IE7 on XP in Windows Domain Behind ISA Server 2004 - unable to access certain websites correctly

Question

Windows XP client machines running IE7 in a domain behind an ISA Server 2004 on Win2k3. The ISA Firewall Client is installed on all clients. Machines are managed via group policy. IE7 is configured to use the ISA server as a proxy. Using NOD32 antivirus on the clients with all network protection disabled. Windows firewall is enabled on all clients using default settings.

There are a couple of sites that users have trouble connecting to. They are both service portals, but from two different companies. One is used to manage healthcare benefits, the other 401k benefits. Connections use SSL on the standard port.

What happens is that the sites will not completely load. Only some of the resources (images, etc) will come down, and then IE sits there waiting. Clicking on any link then results in "Internet Explorer cannot display this web page"...the standard connection error page. When this happens at one of the sites, other tabs in the same browser instance start producing the same error message, even though they are open to completely different websites. At this point IE7 has to be restarted (it doesn't crash, it just won't load anything).

I've tried adding the sites to IE7's trusted zone, have excluded them from ISA server's cache, and even tried bypassing the proxy.

Here's what's interesting: the sites have always worked fine in Firefox without any special configuration on the client or the ISA server.

I'm not sure what to look into next?

Update:

I've tried disabling the ISA HTTP cache completely. Nothing. I tried Firefox configured with and without the proxy. Works either way.

It seems to get stuck on the Phishing Filter...or the Phishing Filter just happens to be running when it gets stuck. This is enabled via GPO so I haven't had time to experiment more with it.

Update 2:

I upgraded to IE8. This time it doesn't get stuck on the Phishing Filter, of course, but the problem looks the same. It just sits there saying it's waiting for X more items to load.
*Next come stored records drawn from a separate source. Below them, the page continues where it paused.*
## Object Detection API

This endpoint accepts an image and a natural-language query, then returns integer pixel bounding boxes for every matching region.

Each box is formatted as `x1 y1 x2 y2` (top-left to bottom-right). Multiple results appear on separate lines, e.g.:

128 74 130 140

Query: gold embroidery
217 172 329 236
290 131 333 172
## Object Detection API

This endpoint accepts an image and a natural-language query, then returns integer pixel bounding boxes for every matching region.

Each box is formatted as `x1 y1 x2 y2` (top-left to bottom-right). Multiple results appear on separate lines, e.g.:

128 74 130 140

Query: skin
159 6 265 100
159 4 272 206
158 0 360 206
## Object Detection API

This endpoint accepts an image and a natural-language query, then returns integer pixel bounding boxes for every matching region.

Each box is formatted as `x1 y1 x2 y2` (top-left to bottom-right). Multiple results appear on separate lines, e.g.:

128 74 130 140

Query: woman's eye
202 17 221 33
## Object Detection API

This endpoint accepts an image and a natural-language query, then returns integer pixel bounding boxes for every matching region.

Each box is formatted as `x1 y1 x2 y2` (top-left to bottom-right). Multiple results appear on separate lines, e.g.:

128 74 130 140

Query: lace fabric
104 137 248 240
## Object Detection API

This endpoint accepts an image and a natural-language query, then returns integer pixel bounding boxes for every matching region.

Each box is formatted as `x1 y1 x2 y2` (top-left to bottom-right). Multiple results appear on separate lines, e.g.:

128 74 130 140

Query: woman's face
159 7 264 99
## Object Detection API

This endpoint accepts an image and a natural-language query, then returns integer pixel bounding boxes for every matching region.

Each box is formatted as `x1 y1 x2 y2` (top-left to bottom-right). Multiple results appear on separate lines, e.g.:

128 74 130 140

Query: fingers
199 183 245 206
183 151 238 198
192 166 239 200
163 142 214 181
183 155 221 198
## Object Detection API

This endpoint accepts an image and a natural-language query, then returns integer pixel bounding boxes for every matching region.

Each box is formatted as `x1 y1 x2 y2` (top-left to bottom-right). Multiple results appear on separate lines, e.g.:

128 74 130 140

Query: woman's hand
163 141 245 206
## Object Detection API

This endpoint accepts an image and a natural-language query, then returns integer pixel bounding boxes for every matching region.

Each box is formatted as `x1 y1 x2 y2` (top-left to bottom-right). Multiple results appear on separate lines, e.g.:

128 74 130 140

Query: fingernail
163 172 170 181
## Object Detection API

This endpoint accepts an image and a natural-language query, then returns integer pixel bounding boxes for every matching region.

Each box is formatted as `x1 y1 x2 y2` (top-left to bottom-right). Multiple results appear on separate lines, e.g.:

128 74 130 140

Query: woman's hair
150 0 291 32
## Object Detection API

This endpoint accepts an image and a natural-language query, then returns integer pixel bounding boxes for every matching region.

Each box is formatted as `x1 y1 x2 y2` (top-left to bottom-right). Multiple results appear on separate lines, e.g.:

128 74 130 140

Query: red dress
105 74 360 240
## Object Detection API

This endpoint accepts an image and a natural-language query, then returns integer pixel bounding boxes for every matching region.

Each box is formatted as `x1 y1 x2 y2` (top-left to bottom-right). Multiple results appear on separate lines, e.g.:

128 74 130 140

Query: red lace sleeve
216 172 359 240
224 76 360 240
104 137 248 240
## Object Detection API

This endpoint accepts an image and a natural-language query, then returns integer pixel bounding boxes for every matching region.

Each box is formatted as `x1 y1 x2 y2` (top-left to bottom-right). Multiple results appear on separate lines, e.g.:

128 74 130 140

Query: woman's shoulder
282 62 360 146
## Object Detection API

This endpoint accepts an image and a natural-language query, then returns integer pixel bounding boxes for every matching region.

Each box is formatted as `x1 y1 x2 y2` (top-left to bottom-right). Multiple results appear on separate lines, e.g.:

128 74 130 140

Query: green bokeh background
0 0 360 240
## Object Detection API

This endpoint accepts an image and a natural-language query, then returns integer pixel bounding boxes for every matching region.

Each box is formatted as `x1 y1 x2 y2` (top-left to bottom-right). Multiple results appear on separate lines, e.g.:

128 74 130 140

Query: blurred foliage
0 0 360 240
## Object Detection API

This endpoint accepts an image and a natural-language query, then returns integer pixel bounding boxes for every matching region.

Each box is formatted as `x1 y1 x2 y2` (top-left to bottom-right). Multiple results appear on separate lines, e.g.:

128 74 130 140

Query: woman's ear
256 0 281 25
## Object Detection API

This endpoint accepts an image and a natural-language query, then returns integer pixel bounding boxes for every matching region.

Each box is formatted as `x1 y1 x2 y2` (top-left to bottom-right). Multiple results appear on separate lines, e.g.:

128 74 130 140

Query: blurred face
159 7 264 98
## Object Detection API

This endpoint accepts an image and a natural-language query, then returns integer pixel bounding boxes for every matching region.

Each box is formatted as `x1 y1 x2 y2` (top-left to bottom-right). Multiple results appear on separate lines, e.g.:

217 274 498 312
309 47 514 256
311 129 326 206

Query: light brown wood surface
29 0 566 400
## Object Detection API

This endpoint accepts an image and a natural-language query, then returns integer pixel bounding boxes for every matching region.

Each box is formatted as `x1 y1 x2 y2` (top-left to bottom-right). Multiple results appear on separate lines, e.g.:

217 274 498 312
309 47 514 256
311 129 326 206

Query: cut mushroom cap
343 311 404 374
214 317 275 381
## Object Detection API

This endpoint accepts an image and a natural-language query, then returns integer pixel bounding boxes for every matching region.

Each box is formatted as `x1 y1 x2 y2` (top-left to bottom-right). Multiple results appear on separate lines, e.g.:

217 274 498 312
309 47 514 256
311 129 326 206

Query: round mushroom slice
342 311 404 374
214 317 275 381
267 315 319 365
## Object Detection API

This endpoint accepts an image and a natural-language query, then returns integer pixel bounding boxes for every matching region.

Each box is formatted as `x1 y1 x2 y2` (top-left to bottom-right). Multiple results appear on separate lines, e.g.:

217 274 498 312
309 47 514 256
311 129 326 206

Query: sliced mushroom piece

At this point the entire browser has to be restarted because no pages will load.

Answer 1

Figured it out.

I setup a monitor in ISA to watch what was going on. Should have done this right from the start. Anyhow, started seeing a lot of the following result codes for the https session:

0x80074e23 WSA_E_RULE_QUOTA_EXCEEDED_DROPPED
0x80074e21 FWX_E_ABORTIVE_SHUTDOWN

and also a bunch of errors for other protocols like VPN/PPT occuring at the same time.

Some digging turned up the following article from Microsoft: http://technet.microsoft.com/en-us/library/cc302445.aspx

It turns out that too many connections from the client were being opened in too short a period of time...specifically > 60 in one second per my configuration. I raised this limit to 160 and the problems have disappeared. (from ISA Server, expand SERVERNAME->Configuration->General and then open up Define Connection Limits. Raise "Connection limit per client".).

I don't understand the details here, at least not why this was happening only with IE, but I'm comfortable enough with the fix and am not going to pursue further.

Answer 2

download fiddler and see what is coming to the browser, you might be getting errors that IE isn't telling you about

http://www.fiddler2.com/fiddler2/

Answer 3

Check if you have the ISA cache enabled. Disable and try again, atleast the you will be able to rule out a corrupt or misconfigured cache.(you will have to restart the firewall service if i remember correctly)

Here's what's interesting: the sites have always worked fine in Firefox without any special configuration on the client or the ISA server.

Does it still work when firefox connects to internetz trough the ISA proxy?